祖母と娘と、変わらないホットケーキ

「かけはしのしゅんのはなし」 第8回

 そして、ホットケーキの絵本の代表格と言えるのが、『しろくまちゃんのほっとけーき』(こぐま社)。5歳の娘も大好きで、寝る前とかによく読みます。

 この絵本には、料理の準備にとりかかるワクワク感、ホットケーキが少しずつ膨らんでいく様子を見守る楽しみ、出来上がりを誰かと一緒に食べる喜びが描かれています。そして、何より記憶に残る色彩と構図は、子どもだけでなく、大人も魅了します。

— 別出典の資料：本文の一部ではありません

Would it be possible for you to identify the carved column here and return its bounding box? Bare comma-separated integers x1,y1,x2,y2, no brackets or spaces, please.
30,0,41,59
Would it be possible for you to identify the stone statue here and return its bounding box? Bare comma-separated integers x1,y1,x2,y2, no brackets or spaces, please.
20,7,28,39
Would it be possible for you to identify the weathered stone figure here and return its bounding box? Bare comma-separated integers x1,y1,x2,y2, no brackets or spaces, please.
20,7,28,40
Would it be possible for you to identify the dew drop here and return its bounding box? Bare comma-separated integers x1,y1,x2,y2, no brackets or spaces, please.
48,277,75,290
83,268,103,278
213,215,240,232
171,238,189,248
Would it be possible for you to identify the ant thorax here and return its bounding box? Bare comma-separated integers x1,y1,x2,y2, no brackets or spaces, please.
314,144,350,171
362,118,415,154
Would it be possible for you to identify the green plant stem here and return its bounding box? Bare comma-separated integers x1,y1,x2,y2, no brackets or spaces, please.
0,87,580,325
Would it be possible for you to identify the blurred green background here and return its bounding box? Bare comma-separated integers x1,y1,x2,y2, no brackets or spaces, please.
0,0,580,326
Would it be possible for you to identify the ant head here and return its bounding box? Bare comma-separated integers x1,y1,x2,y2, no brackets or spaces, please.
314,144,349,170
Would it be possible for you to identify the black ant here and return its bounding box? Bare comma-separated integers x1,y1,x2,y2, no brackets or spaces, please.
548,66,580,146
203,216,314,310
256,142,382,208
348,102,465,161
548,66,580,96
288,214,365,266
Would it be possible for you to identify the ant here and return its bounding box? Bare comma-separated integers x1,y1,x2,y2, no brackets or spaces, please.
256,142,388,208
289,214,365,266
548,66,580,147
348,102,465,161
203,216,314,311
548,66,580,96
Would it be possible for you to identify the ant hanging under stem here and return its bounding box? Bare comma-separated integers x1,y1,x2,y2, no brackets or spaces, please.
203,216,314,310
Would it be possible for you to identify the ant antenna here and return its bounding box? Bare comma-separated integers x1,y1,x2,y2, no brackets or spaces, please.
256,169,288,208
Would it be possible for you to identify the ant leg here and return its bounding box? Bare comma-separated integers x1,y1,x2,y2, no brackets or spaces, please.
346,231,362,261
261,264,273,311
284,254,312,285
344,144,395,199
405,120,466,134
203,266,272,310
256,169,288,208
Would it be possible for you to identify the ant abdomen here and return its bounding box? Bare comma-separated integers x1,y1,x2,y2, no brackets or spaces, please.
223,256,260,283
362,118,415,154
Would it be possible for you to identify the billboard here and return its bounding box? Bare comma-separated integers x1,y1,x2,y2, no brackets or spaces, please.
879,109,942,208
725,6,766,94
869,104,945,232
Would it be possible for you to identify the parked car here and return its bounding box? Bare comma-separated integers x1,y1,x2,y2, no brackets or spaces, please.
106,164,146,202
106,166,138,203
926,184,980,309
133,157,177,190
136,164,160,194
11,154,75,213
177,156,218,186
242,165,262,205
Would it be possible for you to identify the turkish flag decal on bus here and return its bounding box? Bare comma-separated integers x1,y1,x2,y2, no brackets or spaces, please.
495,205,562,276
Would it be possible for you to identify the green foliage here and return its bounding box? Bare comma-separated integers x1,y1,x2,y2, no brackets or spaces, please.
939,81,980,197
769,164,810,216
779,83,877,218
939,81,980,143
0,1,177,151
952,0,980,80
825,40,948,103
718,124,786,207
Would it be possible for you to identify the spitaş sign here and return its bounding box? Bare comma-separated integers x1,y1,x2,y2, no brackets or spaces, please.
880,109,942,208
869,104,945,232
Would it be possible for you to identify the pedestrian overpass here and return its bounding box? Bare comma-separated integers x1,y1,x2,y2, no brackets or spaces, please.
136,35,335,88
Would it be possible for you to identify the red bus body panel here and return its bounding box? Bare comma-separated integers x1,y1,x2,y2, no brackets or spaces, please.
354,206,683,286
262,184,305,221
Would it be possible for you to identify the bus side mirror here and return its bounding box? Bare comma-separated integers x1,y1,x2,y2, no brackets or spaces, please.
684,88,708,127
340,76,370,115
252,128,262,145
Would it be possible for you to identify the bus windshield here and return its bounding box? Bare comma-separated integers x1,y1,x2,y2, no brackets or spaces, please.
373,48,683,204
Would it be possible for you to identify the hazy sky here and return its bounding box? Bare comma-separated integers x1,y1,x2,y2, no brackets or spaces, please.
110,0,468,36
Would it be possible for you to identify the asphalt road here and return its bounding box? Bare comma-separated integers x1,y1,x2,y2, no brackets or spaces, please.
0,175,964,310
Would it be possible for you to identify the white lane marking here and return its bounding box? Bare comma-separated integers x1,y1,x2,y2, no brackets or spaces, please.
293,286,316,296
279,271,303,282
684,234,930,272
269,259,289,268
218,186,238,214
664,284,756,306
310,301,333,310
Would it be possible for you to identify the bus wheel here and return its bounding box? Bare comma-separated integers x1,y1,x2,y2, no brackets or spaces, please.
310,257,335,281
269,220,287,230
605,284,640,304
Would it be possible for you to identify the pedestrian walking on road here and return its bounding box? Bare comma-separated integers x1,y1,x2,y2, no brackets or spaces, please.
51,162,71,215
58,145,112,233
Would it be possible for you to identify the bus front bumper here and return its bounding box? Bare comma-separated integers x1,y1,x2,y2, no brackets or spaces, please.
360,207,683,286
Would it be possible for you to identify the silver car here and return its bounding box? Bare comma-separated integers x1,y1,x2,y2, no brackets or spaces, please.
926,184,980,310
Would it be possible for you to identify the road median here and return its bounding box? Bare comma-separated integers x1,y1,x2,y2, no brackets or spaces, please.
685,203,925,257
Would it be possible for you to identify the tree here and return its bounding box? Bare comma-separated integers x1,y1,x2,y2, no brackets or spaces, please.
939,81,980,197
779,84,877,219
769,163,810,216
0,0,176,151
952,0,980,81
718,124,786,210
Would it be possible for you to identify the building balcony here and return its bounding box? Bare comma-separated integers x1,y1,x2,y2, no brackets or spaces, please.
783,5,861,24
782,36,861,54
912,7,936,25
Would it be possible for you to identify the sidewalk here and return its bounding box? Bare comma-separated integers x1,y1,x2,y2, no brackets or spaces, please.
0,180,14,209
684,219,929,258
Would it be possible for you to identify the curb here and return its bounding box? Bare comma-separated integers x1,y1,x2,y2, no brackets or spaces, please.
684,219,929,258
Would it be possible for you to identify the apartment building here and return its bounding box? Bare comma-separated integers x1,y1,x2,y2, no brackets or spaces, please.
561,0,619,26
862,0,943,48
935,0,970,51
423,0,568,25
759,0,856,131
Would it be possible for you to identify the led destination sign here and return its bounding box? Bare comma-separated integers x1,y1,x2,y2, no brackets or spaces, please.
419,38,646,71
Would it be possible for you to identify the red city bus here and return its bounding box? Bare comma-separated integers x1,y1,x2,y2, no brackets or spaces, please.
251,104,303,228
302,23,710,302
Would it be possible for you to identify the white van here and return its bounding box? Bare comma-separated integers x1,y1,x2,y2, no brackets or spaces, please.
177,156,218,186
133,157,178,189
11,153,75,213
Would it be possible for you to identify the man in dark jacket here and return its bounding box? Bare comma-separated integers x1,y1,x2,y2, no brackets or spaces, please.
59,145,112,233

 ちなみに、絵本の中に手元が滑って卵を床に落として割っちゃう場面があるのですが、どうしてこの場面を書いたのだろうかと、読むたびに引っ掛かります。話の展開では必要ないと思うんです。それでも書かれているのには理由があるはずです。

 これは筆者の未来への思いなのかもしれない――。

 娘が大きくなってワンルームの一人暮らし。仕事から帰ってきて疲労困憊。小さなため息をついて、着ていたダウンコートを脱いでハンガーに掛ける。このままベッドに倒れ込みたいところではあるけれども、何か食べようと冷蔵庫を開く。

 6個入りのパックに残り1つの卵。これを使おうと卵を掴もうとすると、手元が滑って卵が床に落ちる。

 「どうして、こんなにうまくいかないんだろう」

 先ほどよりも大きなため息をついて、掃除しようとすると、

 「そういえば、小さい頃、お父さんが絵本を読んでくれたな……」

 床に割れて潰れた卵を見ながら、思わず涙を流してしまう社会人1年目。遠く離れた場所でも思い出される親子愛。

 そういった未来への繋がりを作るために必要な場面かもしれないです。